Glaring Vulnerabilities Make Many Commercial Drones 'Insecure by Design'

Slashdot reader msm1267 quotes ThreatPost: Drones, many readily available on ecommerce shops such as Amazon, are plagued by vulnerabilities that could give attackers full root access, read or delete files, or crash the device. The United States Computer Emergency Readiness Team (US-CERT) published a warning about one model, the DBPOWER U818A WiFi quadcopter, last month, but according to the researcher who reported the vulnerabilities, multiple drone models -- manufactured by the same company but sold under different names -- are also vulnerable.

They contain two appealing attack vectors: an open access point and a misconfigured FTP server. If an attacker was within WiFi range of the drone they could easily obtain read and write permissions to the drone's filesystem and modify its root password... Like any attack dependent on Wi-Fi, an attacker would need to be in close proximity to the drone to carry out an attack, but an attacker could connect their computer to the drone access point, essentially treating it as a proxy to spy on the device's live feed or the drone's open ports.

Commercial?

[ColdWetDog]

TFA makes a big deal about vulnerabilities in 'commercial' UAVs but then goes on about obtaining root in an obvious 'toy' quadcopter. Not the $60,000 big boys that might be fun (or lucrative) to steal or, more threateningly, drop on somebody's head. A half kilogram plastic thing that might poke your eye out if you tried hard enough.

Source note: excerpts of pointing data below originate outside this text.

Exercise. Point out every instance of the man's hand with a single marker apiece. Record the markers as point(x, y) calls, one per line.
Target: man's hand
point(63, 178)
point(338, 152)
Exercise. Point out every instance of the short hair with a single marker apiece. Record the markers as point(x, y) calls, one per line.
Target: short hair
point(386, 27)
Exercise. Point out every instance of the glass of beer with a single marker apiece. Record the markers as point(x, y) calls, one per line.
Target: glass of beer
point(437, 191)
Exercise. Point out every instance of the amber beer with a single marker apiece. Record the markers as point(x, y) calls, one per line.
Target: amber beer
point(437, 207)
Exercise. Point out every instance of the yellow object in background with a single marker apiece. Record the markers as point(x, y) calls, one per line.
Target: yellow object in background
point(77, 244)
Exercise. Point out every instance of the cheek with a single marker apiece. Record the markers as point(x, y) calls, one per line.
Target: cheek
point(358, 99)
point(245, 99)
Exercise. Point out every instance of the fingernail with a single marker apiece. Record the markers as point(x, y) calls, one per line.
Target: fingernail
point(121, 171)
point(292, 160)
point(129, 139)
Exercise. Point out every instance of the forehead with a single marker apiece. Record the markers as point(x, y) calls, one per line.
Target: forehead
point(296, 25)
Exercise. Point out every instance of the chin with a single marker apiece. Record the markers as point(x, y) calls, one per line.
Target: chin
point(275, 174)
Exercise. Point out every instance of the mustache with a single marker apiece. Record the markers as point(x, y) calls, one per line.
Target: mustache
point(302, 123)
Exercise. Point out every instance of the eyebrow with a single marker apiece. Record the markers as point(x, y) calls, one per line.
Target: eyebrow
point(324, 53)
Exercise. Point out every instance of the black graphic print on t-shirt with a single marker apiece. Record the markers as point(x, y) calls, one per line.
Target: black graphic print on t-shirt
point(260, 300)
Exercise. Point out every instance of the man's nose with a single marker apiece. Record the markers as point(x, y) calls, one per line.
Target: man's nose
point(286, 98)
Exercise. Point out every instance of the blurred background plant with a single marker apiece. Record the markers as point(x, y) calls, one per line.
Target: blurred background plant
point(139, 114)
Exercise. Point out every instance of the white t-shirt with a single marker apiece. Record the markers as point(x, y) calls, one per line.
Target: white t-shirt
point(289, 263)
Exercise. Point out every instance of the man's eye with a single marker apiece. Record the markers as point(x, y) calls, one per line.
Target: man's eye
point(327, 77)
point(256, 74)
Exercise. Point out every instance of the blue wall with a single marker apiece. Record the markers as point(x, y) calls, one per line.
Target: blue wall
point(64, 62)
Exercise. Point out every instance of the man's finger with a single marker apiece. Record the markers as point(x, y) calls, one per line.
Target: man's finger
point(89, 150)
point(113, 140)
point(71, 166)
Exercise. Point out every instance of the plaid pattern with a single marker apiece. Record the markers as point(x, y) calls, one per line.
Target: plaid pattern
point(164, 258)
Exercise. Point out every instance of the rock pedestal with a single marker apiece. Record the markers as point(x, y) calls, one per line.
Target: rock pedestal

Hell, I (and a whole bunch of others) would love for somebody to root the DJI quads. Then we can get rid of some of the more recent 'improvements' in the firmware.

Really, I'm not seeing this. Somebody pops the innards of a cheap, Chinese toy.

Woot!

a reality check

[Max_W]

A car with a speed of 320 km/h, an engine of 500 hp, and a weight of 3 tons is potentially much more dangerous than a tiny drone, isn't it? Still basically anyone can buy and drive a car.

Re:a reality check

[hey!]

As easy as it is to overlook how dangerous a car is, it's also just as easy to overlook how much effort we put into dealing with that. An alien anthropologist would be astonished by how much time and money we put into automobile regulation.

We think of police as crime fighting organizations, but that hypothetical alien anthropologist, going strictly by observations, would conclude that their primary purpose is to control automobiles. Automobile licensing is the sole thing for which the majority of the population voluntarily submits itself to a competency test. It doesn't seem strange to us at all that all states have multiple major departments devoted in some way to the automobile -- the registry of motor vehicles, highway patrol, highway department etc.

The point of all this is to reduce the dangers posed by automobiles to a level that is tolerable in comparison to their benefits. At some point the risk is irreducible, because there's nothing you can do about a driver who is homicidal and suicidal; you just make a (implicit) value judgment that the benefits outweigh the costs.

The same logic, applied to drones, will surely lead to different places because while the dangers presented by drones are small, so are their benefits.